In questi giorni di relax al cinema c’è il film “Whitney Houston – I Wanna Dance With Somebody” (link imdb), intitolato in italiano: “Whitney – Una Voce Diventata Leggenda” (ma chi è che banalizza in italiano dei film stranieri?). Il film, uscito a 10 anni dalla sua morte e a 30 anni dal film The Bodyguard, rientra nella categoria delle biografie (o biopic) e, considerando l’argomento, diventa ben presto un film musicale. Non manca il dramma, perché sono diversi i momenti dove si ricostruiscono le performance canore di Whitney incrociando le note vicende che hanno segnato la sua vita personale. Anche se è capitato, non è mio costume parlare di altri musicisti in queste pagine dedicate a Prince. Con Whitney Houston faccio un’altra eccezione con questo post che potete leggere qui.
Il film è prodotto dalla Whitney Houston Estate, in collaborazione con Primary Wave e Clive Davis – dirigente della casa discografica Arista che pubblicò Rave di Prince. L’azienda Primary Wave, lo ricordo, è uno delle proprietarie della eredità di Prince (link) ed è (secondo il loro sito) “il leader mondiale tra gli editori indipendenti di musica leggendaria e famosa”. A febbraio del 2022, quasi un anno fa, il giudice aveva deciso di dividere le partecipazioni alla proprietà di Prince tra la “Primary Wave e i tre fratelli e i loro consulenti, L. Londell McMillan e Charles Spicer, che si dice detengano una quota del patrimonio.” (link) Non essendo un esperto di questioni societarie, non mi avventuro in percentuali, ma pare che Primary Wave detenga quasi il 50% dell’eredità di Prince. Detto questo, vedere il film sulla vita di Whitney, scomparsa nel 2012 per un annegamento accidentale nella vasca da bagno (wikipedia), può essere una buona anticipazione di come un giorno verrà trattato Prince in un film dedicato alla sua vita. E, con un po’ di ambizione, mi auguro che qualcuno di Primary Wave legga questo post e consideri anche l’opinione dei fam per la loro produzione su Prince.
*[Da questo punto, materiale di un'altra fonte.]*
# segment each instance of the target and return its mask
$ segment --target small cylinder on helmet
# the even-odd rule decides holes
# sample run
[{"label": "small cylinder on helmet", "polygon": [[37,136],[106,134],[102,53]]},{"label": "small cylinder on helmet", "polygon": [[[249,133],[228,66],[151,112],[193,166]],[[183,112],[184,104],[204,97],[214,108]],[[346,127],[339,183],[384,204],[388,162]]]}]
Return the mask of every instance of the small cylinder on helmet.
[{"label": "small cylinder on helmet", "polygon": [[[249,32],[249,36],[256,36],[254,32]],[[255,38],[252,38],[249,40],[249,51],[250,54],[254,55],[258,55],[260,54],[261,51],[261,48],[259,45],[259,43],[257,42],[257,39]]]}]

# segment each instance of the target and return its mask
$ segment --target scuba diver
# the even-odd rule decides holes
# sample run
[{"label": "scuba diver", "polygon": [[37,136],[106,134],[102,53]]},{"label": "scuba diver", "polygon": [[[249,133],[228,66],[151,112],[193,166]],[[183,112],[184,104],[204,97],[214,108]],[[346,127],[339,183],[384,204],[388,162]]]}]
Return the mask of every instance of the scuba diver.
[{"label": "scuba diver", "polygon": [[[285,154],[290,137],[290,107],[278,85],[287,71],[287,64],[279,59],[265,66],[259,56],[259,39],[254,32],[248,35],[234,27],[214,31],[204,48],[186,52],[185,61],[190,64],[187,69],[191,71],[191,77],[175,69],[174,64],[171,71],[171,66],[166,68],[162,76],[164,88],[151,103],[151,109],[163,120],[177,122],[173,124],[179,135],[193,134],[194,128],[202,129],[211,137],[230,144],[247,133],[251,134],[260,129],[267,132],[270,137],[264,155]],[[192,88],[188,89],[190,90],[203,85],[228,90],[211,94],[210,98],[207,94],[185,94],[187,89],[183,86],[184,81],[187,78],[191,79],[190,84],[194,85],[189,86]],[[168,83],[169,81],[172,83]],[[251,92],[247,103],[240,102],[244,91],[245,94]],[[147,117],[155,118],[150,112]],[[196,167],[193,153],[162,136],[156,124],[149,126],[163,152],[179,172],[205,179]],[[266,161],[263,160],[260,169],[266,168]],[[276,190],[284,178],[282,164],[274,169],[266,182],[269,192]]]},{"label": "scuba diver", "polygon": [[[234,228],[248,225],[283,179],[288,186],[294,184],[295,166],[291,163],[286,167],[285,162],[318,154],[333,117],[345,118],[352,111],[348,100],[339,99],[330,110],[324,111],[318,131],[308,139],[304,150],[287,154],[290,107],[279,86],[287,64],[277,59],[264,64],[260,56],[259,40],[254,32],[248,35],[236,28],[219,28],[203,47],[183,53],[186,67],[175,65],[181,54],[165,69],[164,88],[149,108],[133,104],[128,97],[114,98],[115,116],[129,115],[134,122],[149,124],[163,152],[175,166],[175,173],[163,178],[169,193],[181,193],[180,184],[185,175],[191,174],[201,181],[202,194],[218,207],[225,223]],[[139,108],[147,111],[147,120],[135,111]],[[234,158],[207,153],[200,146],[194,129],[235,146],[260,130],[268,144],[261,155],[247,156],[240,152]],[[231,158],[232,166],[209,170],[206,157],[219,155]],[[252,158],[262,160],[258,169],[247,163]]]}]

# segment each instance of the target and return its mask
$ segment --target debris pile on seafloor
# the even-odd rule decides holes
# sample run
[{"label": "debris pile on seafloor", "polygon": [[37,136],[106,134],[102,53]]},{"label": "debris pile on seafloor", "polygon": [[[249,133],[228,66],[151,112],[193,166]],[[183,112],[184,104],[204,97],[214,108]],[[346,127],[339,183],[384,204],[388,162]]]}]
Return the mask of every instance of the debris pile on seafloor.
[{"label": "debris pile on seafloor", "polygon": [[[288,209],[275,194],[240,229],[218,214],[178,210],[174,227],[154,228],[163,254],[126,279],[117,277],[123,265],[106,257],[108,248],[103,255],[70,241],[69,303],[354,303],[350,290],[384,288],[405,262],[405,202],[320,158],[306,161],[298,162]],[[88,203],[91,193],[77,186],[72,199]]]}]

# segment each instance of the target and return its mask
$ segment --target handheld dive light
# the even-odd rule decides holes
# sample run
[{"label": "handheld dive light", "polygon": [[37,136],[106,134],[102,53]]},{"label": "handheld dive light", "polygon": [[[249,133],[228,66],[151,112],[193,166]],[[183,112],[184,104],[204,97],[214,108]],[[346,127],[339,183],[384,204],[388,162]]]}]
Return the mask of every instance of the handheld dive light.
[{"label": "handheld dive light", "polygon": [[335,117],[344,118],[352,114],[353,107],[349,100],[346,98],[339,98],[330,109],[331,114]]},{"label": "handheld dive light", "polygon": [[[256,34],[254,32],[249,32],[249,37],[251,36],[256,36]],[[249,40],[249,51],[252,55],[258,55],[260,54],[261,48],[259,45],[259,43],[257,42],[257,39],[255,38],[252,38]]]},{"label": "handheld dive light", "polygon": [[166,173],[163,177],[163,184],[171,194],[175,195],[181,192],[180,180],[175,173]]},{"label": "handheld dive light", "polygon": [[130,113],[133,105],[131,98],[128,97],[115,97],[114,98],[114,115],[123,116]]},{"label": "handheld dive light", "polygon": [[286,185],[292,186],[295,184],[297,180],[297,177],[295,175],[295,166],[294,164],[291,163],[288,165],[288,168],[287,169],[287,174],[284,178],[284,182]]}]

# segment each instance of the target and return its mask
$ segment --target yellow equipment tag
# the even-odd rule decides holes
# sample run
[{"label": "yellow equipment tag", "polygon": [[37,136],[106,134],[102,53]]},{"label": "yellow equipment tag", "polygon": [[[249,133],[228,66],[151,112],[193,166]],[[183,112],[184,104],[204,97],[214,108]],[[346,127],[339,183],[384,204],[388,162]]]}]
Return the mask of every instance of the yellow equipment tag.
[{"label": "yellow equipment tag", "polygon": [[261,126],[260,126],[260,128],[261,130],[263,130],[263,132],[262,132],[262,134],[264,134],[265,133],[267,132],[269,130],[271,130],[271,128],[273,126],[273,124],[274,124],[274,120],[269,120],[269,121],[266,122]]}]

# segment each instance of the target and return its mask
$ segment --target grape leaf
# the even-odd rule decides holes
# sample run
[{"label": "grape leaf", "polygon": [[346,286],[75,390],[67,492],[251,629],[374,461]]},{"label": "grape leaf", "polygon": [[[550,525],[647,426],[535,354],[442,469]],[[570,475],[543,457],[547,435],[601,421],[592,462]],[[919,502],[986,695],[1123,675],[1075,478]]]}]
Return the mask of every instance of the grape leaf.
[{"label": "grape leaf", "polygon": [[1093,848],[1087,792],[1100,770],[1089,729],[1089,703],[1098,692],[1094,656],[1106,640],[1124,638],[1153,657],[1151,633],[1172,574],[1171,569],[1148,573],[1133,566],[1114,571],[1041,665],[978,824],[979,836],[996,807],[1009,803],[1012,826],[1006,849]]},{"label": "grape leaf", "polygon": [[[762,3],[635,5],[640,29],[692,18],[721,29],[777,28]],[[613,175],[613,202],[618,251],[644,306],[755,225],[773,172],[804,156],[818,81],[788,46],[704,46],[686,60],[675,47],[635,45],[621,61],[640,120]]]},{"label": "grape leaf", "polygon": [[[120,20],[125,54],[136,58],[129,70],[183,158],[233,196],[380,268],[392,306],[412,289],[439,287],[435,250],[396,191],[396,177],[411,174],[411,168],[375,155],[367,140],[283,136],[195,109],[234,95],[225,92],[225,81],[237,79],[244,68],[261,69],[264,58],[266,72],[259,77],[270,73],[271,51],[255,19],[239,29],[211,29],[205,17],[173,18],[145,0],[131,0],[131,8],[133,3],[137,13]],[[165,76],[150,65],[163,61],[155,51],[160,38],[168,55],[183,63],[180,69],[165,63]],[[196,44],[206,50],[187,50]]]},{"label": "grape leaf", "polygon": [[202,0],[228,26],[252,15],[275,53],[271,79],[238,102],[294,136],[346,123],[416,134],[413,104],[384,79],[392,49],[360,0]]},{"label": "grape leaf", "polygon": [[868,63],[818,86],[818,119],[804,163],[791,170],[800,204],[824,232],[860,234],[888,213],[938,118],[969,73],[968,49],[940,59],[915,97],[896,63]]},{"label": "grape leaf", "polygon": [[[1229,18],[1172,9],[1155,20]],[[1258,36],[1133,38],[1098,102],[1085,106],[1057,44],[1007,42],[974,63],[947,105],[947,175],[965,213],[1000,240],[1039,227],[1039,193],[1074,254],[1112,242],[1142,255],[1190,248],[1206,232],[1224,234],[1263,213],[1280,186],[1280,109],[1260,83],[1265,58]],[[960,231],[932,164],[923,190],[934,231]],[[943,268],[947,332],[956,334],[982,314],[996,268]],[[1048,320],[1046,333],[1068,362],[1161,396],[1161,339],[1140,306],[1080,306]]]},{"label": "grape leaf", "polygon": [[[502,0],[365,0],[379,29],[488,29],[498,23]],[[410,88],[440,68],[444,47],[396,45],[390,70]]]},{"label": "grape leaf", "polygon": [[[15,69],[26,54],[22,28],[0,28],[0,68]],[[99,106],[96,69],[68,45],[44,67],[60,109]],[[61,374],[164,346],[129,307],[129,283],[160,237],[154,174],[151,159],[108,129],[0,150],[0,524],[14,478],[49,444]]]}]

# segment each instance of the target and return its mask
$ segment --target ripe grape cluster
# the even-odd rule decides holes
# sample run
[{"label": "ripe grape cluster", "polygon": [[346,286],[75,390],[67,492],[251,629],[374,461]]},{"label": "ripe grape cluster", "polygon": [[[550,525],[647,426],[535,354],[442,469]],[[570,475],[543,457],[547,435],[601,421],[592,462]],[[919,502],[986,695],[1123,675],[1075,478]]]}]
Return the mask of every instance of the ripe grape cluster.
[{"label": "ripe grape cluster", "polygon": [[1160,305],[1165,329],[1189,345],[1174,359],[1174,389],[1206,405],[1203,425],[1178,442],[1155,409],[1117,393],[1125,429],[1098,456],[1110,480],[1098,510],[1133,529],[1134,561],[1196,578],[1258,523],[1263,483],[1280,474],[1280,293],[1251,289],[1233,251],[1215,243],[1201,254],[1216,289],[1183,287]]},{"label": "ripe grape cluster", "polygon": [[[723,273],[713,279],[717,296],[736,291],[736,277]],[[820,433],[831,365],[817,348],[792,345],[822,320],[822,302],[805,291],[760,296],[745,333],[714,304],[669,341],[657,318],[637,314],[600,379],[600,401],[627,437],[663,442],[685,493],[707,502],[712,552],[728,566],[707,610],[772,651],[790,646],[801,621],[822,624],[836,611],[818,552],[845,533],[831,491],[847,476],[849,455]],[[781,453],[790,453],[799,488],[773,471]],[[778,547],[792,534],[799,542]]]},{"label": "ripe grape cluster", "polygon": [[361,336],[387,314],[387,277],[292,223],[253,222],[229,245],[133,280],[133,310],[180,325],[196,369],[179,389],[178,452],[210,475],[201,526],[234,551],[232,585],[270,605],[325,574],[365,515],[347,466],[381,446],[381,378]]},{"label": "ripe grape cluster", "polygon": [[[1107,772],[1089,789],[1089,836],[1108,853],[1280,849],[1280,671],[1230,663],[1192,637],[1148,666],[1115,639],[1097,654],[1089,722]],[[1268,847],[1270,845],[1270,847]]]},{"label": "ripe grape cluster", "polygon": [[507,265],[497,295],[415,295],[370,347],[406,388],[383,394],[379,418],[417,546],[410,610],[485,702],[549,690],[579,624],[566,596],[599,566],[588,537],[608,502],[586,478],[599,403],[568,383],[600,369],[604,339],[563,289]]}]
La storia è in gran parte nota a tutti; Whitney viene scoperta e portata al successo planetario da Clive Davis (interpretato da un Stanley Tucci al limite della perfezione) con la sua casa discografica Arista. Dopo il successo musicale, Whitney sarà protagonista nel film The Bodyguard, al fianco di Kevin Costner, il cui nome da solo ha saputo smuovere gli ormoni delle donne presenti nella sala cinematografica. Già in The Bodyguard avevano raccontato la relazione omosessuale di Whitney con la sua amica e assistente personale, che ritroviamo anche in questo film, questa volta insieme alla storia distruttiva con il marito Bobby Brown e padre della figlia. Completano il quadro, la madre cantante e consulente artistica Cissy e il padre/manager John, accusato di avere sperperato la fortuna della figlia. Il film è stato scritto da Anthony McCarten, già autore di L’ora più buia, Bohemian Rhapsody e La teoria del tutto. Whitney è interpretata da una convincente (negli atteggiamenti e nella grinta) Noami Ackie, ma supportata dal canto della Whitney originale. Quello era impossibile da rifare per chiunque.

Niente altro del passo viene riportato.